Extreme Landscape: The Lure of Mountain Spaces

Publication Year: 2003.

Extreme Landscape: The Lure of Mountain Spaces. Edited By Bernadette McDonald. National Geographic Press. 2002. 320 pages. Paperback. $16.00.

Anthologies are like families. You never know how the essays, all bound as one, will go. Extreme Landscape is a surprisingly strong collection.

The subtitle of the book contains the words “mountain spaces,” but the collection is a lot broader than that, encompassing everything from urban architecture to the Internet. Like most families, if you look hard enough you might discern the common threads that tie this family of essays together: spiritual quests, stories, community, and projects for the planet.

Toward the end of the last century the United Nations declared 2002 the International Year of Mountains. The Banff Centre for Mountain Culture held a summit, “Extreme Landscape: Challenge and Celebration.” This book is the result of that gathering.

With climbers like Dermot Somers, Reinhold Messner, Ed Douglas, Rick Ridgeway, and Yvon Chouinard included you might expect a “we climbed—we conquered—we came back” kind of thing. Happily, there isn’t a trace of that approach. To be precise, th—s is a book of ideas. And, as the ideas take hold, it becomes something more. Start with the introduction by the lyric Earth Mother of the West, Terry Tempest Williams. Mountains are inspiration and revelation. Tempest Williams insists that “we are in transition from a non-sustainable world to a sustainable one.” We must honor the wild or we stand to lose it.

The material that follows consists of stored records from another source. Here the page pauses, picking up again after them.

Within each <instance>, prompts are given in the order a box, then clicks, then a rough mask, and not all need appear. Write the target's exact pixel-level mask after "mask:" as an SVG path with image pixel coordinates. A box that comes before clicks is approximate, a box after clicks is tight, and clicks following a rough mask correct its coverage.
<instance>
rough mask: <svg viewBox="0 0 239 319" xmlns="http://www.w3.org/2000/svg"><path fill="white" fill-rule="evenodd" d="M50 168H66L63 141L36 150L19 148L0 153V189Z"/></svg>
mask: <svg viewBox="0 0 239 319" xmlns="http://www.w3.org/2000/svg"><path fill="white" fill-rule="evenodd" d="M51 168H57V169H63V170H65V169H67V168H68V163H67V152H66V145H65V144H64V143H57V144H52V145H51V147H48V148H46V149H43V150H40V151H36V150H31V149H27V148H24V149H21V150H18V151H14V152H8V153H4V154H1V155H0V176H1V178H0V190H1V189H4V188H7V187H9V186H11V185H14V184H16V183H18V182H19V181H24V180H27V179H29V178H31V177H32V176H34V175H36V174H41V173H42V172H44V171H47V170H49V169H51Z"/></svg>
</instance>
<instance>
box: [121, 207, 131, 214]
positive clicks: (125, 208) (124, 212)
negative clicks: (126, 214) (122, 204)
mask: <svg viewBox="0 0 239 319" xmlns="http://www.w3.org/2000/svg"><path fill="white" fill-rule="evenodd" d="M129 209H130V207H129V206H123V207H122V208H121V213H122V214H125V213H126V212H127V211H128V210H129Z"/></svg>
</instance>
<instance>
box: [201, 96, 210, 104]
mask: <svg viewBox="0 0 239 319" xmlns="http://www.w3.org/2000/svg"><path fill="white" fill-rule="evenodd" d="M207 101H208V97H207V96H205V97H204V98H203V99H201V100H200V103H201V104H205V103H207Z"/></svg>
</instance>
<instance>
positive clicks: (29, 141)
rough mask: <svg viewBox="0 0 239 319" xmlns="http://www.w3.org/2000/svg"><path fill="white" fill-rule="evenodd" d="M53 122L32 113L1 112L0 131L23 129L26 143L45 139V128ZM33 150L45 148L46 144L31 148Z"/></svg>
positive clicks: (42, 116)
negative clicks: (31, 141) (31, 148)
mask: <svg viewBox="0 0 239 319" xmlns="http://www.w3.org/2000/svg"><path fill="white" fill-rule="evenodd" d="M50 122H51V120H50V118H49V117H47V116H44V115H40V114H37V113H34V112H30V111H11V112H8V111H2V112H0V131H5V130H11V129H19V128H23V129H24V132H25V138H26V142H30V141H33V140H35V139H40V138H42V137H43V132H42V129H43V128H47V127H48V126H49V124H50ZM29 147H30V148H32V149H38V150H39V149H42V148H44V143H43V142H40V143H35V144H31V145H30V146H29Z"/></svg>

Beginning with Gretel Ehrlich’s love story about Greenland, the book contains an overriding sense of spiritualism. The beauty of this bleak northland arrives when “the darkness came, and the ice under us became the source of light, a kind of subterranean moon.” The ice is transformed into a moon in a selfless act of hope. Similarly, Ed Douglas finds a way to keep his father’s spirit alive in the River Don. George B. Schaller recognizes that sacred lands exist and he makes connections between mountaineers and pilgrims. Aren’t they on a similar quest? Schaller warns that “to ignore the sacred, to violate the dignity of local people, is to degrade the ethical values of a culture and diminish it.” Wade Davis visits several cultures on his way to discussing Australian Aborigines’ Songlines and Dreamtime. Davis explains that “should the ritual stop, the voices fall silent, all would be lost—everything on Earth is held together by Songlines, everything is subordinate to the Dreaming, which is constant but ever changing.” Edwin Bernbaum argues for the sublime rather than the “extreme,” referring to Buddhism, the Bible, Chinese poet Li Po, Basho, Rousseau, Goethe, Yeats, Shelley, Hemingway, and Cézanne, among others, to explain the process of attaining a sublime wisdom and transformation through the mountains. This is, in essence, what it is to be “sage.” Bernard Amy writes of how the climber’s quest for the vertical is both sacred and profane. It estranges the individual from the world that calls for the kind of insight that great height provides.

In “Ancient Stories, New Technologies,” Chris Rainier states that “what we have lost in the West is the relevance of telling stories to our everyday lives.” Rainier interestingly argues that the Internet helps expand our sense of community. A northern Cambodian village sells its arts and crafts online as do Peru’s Quechua Indians. Jim Thorsell cites examples of 13 international parks to push the idea of trans-border biosphere reserves. He reminds us of Thoreau’s edict about preserving the wild. Similarly, Reinhold Messner calls for an understanding of mountain ecosystems and biodiversity. This brings us back to Davis’ point that we need to embrace “metaphor as we attempt to understand traditional relationships to land, history, community, and the spirit realm.” There is a point mid-way through reading this collection when it seems as if each essay takes the reader in a different direction.

Then Rick Ridgeway, Barry Lopez, and Yvon Chouinard deliver the book’s message with a final vision of how these spiritual quests, the stories and a sense of community connect to enact projects that sustain the planet. At one point Chouinard tells Tompkins and Ridgeway that saving Patagonia “’might be the most important thing any of us could do…. (It) makes going on these adventures seem like bullshit.’” Correspondingly, Barry Lopez argues that the human community needs to be redefined so we can merge nature “with our own nature.” Chouinard tells a personal tale that turns public when Patagonia, the company, is incorporated. He talks about the illusion of sustainability, of Patagonia Inc.’s self-imposed tax for using up nonrenewable resources, and of the one-percent-for-the planet alliance. Chouinard leaves the reader with a sense of corporate redemption so vast and honorable that it makes one want to do more than just climb mountains. Read this book, and then act decisively.